When asked about what success looks like in the next 10 years, Kevin remarks that: It’s not about achieving some headline number. Rather, they want to continue to serve more and more children in the run up 2030 -- the target year for the UN Sustainable Development Goals (SDGs). They want to get to more kids to protect, to educate and to empower them. They’d like to engage with other international organisations that may already be working at large scale across 50 or 100 countries; they’d like to explore how such global organisations can become delivery and distribution partners for the evidence-based work Right To Play is offering. Scale and reaching more kids really matters.

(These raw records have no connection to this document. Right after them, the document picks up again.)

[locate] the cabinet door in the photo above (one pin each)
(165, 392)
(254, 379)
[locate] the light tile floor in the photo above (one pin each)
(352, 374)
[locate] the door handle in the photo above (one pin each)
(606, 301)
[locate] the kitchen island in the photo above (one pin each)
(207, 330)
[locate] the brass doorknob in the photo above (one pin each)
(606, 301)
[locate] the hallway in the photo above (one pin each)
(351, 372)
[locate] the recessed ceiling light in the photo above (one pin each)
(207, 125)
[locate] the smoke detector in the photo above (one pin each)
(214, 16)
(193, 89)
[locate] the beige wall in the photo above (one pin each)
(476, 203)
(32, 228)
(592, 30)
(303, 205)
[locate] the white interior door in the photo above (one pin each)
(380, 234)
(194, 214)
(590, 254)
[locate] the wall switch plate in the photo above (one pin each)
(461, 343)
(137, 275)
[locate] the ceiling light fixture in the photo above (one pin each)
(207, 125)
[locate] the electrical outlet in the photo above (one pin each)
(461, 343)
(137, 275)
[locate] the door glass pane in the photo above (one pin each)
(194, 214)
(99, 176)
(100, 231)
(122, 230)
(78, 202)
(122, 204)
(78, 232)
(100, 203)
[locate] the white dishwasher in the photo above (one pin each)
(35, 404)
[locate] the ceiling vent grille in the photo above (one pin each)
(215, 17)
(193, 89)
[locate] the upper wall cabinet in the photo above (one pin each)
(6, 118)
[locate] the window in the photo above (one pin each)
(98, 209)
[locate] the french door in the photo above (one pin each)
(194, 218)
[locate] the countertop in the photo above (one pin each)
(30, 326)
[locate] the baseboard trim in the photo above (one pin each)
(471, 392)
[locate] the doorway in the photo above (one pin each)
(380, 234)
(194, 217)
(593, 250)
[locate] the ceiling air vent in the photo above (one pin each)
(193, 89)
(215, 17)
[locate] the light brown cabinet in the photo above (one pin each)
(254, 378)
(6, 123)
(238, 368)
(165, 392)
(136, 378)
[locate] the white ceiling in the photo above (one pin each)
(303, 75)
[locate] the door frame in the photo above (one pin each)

Kevin’s key takeaway: Speaking within a COVID-19 context, Kevin notes that leaders can get hit by these crises that you never see coming and you can be stunned and left wondering what do I do next. But he notes that it is precisely when the world is changing super rapidly like this that actually new opportunities are emerging – opportunities to serve new populations, or born out of necessity, to invent new and disruptive ways to innovate and to deliver impact. New opportunities to get into relationships with people that up until now you hadn’t been talking to. There are huge opportunities to leapfrog on strategy, on delivery methodologies, on organisational structure. Ask yourself, how can I make this crisis a force for really progressive and positive change for our organisation.